W市夏天如同蒸屜一般,在艷陽天,很難遇到有涼風的情況,但在山頂上就不同。風如同自由的精靈,從這邊吹過後,又從那邊調轉回來,替頂上的人拂去一身的燥熱。

古辛沒有打遮陽傘的習慣,暴露在下午兩三點最熱烈的陽光下,她的肌膚被曬得發燙,手機的溫度也開始節節攀升。

小柯突然私聊她:【古老師,組長剛剛問你幹嘛去了,我跟她說你出去上廁所了。】

古辛猶豫了一會兒,還是回道:【我馬上回來。】

狗仔的事情並不急,她還要跟晏雙霜商量一下後續怎麽做才能將損失降到最小。

但心中有事的情況下,古辛回到基地後,工作效率節節攀升,讓小柯直呼不可能。

“古老師!你怎麽知道是這裏的判定有問題?!”

華染和項目組一起制作的新系統其實大體的測試已經完畢,接下來的日子都是在進行深度學習,只有在模擬的特定狀況下,才會啟用舊系統做比對。

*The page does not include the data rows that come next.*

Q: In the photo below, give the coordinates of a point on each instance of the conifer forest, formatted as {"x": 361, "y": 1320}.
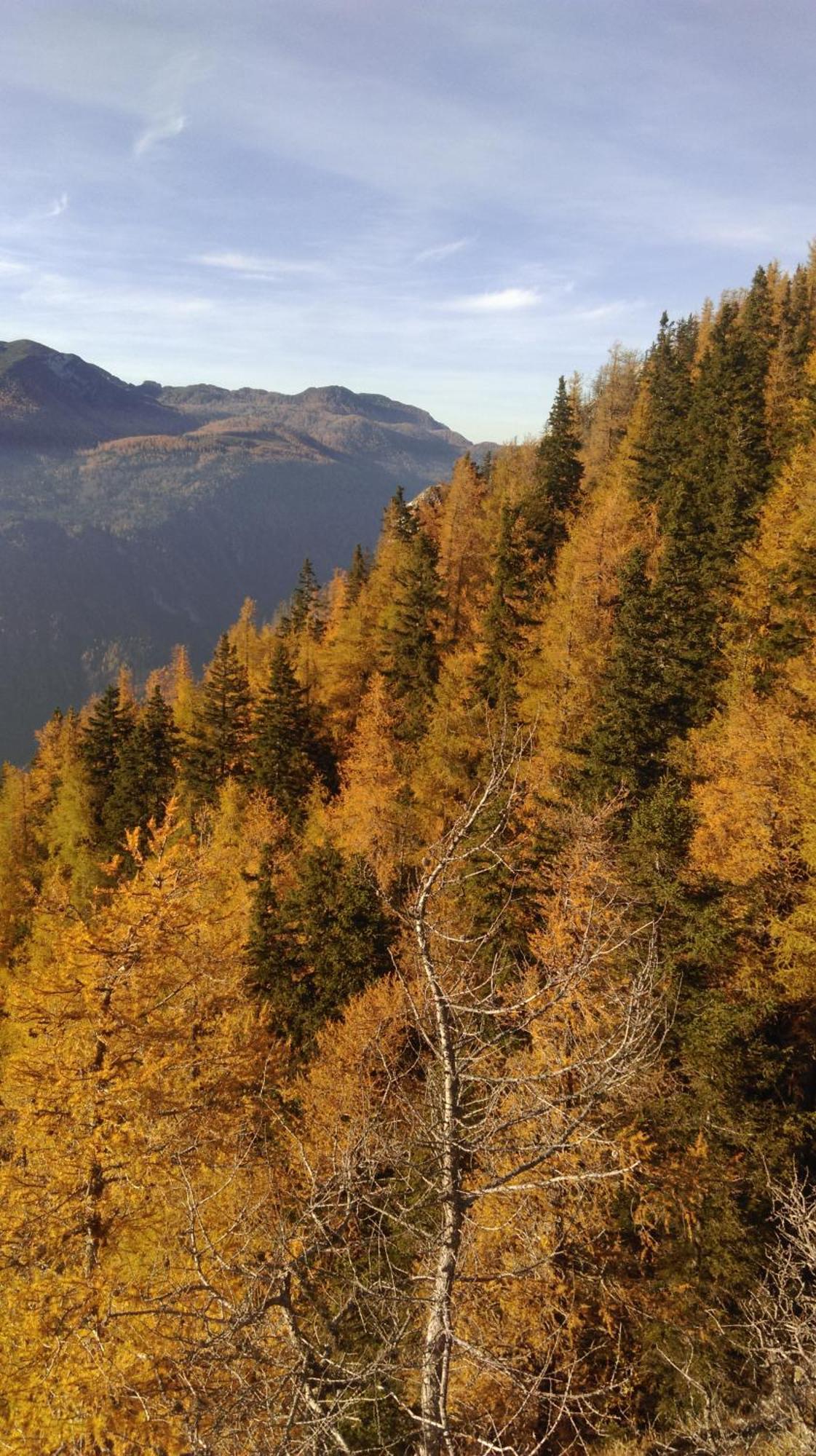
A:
{"x": 407, "y": 1027}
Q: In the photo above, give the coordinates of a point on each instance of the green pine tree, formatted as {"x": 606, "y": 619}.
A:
{"x": 504, "y": 618}
{"x": 318, "y": 944}
{"x": 408, "y": 638}
{"x": 557, "y": 486}
{"x": 285, "y": 755}
{"x": 219, "y": 743}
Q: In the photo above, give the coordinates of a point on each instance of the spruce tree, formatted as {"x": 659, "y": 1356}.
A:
{"x": 318, "y": 944}
{"x": 410, "y": 650}
{"x": 219, "y": 743}
{"x": 628, "y": 742}
{"x": 557, "y": 486}
{"x": 304, "y": 606}
{"x": 504, "y": 618}
{"x": 663, "y": 440}
{"x": 285, "y": 752}
{"x": 106, "y": 746}
{"x": 357, "y": 576}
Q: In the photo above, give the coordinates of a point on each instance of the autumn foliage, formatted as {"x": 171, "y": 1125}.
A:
{"x": 407, "y": 1027}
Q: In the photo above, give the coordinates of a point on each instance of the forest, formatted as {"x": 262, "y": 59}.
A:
{"x": 407, "y": 1029}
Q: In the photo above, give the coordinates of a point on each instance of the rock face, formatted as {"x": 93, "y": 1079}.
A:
{"x": 135, "y": 518}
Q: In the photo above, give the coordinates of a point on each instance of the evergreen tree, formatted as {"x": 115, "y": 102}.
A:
{"x": 106, "y": 746}
{"x": 408, "y": 649}
{"x": 219, "y": 743}
{"x": 628, "y": 742}
{"x": 663, "y": 440}
{"x": 400, "y": 519}
{"x": 557, "y": 486}
{"x": 504, "y": 618}
{"x": 357, "y": 574}
{"x": 318, "y": 944}
{"x": 285, "y": 753}
{"x": 304, "y": 608}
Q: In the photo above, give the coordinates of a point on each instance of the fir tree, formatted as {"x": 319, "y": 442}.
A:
{"x": 218, "y": 746}
{"x": 628, "y": 742}
{"x": 410, "y": 647}
{"x": 107, "y": 746}
{"x": 283, "y": 752}
{"x": 318, "y": 944}
{"x": 357, "y": 576}
{"x": 557, "y": 486}
{"x": 504, "y": 618}
{"x": 304, "y": 608}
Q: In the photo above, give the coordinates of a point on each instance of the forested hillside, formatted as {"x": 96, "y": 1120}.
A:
{"x": 133, "y": 518}
{"x": 408, "y": 1027}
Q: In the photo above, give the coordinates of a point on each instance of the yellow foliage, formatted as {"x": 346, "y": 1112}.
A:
{"x": 133, "y": 1132}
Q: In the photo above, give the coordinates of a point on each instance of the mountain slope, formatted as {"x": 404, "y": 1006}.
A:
{"x": 135, "y": 518}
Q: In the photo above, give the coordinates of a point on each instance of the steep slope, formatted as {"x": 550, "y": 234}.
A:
{"x": 133, "y": 518}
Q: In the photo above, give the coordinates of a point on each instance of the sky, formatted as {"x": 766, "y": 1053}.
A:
{"x": 448, "y": 203}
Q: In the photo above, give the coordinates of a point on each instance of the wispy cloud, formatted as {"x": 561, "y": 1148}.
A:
{"x": 506, "y": 301}
{"x": 442, "y": 251}
{"x": 251, "y": 266}
{"x": 162, "y": 129}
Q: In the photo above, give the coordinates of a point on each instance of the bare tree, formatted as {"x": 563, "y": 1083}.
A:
{"x": 488, "y": 1101}
{"x": 526, "y": 1085}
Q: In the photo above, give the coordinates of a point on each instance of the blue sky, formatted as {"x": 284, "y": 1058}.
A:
{"x": 446, "y": 203}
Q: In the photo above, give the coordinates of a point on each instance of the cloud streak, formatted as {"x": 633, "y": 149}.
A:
{"x": 251, "y": 266}
{"x": 442, "y": 251}
{"x": 504, "y": 301}
{"x": 164, "y": 129}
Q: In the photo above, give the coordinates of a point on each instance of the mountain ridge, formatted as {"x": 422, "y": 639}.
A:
{"x": 139, "y": 516}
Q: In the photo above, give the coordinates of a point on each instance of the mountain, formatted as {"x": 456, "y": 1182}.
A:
{"x": 139, "y": 516}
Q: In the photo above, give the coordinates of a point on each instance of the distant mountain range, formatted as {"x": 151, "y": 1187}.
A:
{"x": 139, "y": 516}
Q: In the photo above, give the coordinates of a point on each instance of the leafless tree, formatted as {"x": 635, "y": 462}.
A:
{"x": 490, "y": 1101}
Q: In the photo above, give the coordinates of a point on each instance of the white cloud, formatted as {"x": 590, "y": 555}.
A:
{"x": 159, "y": 130}
{"x": 507, "y": 301}
{"x": 442, "y": 251}
{"x": 251, "y": 266}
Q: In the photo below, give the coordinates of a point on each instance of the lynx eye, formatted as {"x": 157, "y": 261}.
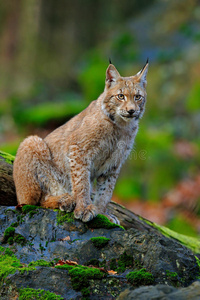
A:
{"x": 120, "y": 97}
{"x": 137, "y": 97}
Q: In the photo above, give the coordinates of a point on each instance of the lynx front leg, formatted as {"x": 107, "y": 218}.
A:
{"x": 80, "y": 182}
{"x": 105, "y": 187}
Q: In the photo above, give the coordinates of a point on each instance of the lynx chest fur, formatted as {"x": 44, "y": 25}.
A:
{"x": 77, "y": 165}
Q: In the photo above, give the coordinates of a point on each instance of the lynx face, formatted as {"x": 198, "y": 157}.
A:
{"x": 125, "y": 96}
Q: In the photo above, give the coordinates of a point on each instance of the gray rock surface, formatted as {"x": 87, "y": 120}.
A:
{"x": 171, "y": 264}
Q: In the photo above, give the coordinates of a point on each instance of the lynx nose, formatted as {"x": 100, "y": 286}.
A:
{"x": 131, "y": 111}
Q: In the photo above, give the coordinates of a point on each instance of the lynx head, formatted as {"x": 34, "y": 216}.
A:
{"x": 124, "y": 97}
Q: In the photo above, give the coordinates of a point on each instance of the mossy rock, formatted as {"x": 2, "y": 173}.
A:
{"x": 140, "y": 277}
{"x": 100, "y": 242}
{"x": 101, "y": 221}
{"x": 37, "y": 294}
{"x": 6, "y": 157}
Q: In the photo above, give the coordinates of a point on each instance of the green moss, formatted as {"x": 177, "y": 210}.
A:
{"x": 172, "y": 275}
{"x": 141, "y": 277}
{"x": 125, "y": 261}
{"x": 99, "y": 242}
{"x": 20, "y": 239}
{"x": 41, "y": 262}
{"x": 9, "y": 263}
{"x": 11, "y": 237}
{"x": 102, "y": 221}
{"x": 93, "y": 262}
{"x": 65, "y": 267}
{"x": 113, "y": 264}
{"x": 80, "y": 276}
{"x": 7, "y": 157}
{"x": 8, "y": 233}
{"x": 14, "y": 224}
{"x": 33, "y": 294}
{"x": 63, "y": 217}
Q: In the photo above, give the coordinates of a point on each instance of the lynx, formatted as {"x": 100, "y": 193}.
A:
{"x": 75, "y": 167}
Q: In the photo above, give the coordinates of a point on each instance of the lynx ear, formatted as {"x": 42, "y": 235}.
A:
{"x": 142, "y": 74}
{"x": 111, "y": 75}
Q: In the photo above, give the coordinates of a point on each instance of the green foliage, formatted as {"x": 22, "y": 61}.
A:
{"x": 92, "y": 86}
{"x": 33, "y": 294}
{"x": 99, "y": 242}
{"x": 192, "y": 102}
{"x": 180, "y": 225}
{"x": 190, "y": 242}
{"x": 101, "y": 221}
{"x": 7, "y": 157}
{"x": 141, "y": 277}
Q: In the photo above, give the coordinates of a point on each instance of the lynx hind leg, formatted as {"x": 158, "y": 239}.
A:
{"x": 63, "y": 202}
{"x": 26, "y": 163}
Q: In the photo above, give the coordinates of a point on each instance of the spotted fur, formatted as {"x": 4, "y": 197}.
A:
{"x": 76, "y": 166}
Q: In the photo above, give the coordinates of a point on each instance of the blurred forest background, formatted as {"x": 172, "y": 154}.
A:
{"x": 53, "y": 58}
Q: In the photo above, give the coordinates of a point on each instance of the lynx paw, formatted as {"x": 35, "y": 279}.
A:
{"x": 67, "y": 204}
{"x": 85, "y": 214}
{"x": 112, "y": 218}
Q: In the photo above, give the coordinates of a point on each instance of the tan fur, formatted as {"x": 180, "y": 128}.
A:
{"x": 60, "y": 170}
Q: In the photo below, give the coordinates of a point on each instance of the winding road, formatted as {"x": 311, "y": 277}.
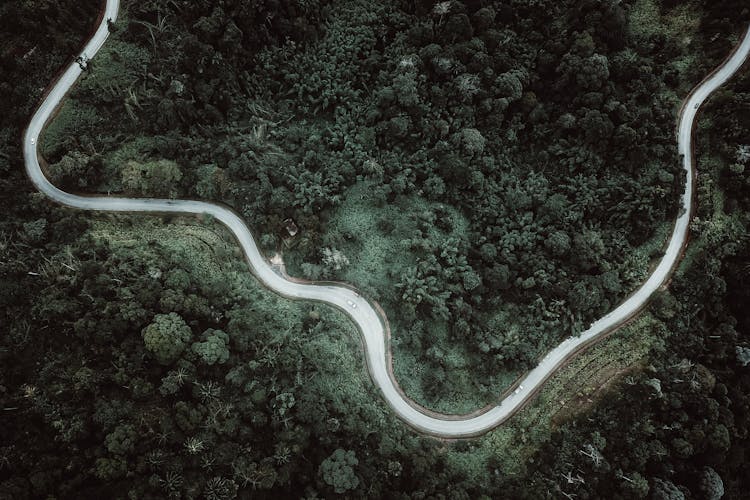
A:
{"x": 371, "y": 324}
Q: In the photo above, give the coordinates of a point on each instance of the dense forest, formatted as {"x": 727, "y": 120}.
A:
{"x": 495, "y": 174}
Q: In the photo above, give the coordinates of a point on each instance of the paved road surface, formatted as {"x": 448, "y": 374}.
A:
{"x": 364, "y": 315}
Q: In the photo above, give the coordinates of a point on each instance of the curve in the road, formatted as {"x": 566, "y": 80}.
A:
{"x": 370, "y": 323}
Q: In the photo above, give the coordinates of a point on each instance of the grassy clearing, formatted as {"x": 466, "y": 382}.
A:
{"x": 209, "y": 251}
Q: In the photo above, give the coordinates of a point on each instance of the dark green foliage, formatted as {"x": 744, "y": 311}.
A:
{"x": 542, "y": 127}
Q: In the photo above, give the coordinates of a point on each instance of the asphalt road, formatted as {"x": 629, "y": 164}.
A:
{"x": 358, "y": 308}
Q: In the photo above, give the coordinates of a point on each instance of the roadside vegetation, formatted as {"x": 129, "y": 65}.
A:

今天華染給古辛和小柯分的任務恰好就是讓新系統保持在正確的學習方向上,隨時修正它爆出來的錯誤。

古辛火力全開的時候,很喜歡喝咖啡,但條件擺在那兒,廉價又便宜的速溶咖啡才是辦公室的主流,古辛想挑也沒得挑,只能加緊多喝點。

古辛又抿了一大口,溫吞的眉眼難得閃爍出銳利的光芒,鹹魚翻身的動靜簡直趕得上龍騰虎躍,爆發的精力是驚人的。

鼠標和鍵盤聲劈裏啪啦,即便在跟小柯說話,也阻擋不了她一路狂飆的任務進度。

“我記得這一塊的代碼有點判定問題,容易報錯。保險起見剛剛讓它自己跑了一遍,果然報錯了。”

小柯的眼睛裏迸發出崇拜的光,她又開始在古辛的後面團團打轉,莊重地拿出紙筆開始記筆記。

“所以這種情況要怎麽處理呢,這塊代碼鏈接另一塊,有點不太好動。”

古辛想了想,淡定地回:“如果是你的話,我建議是找到負責這一塊的人,一起商量一下怎麽改。”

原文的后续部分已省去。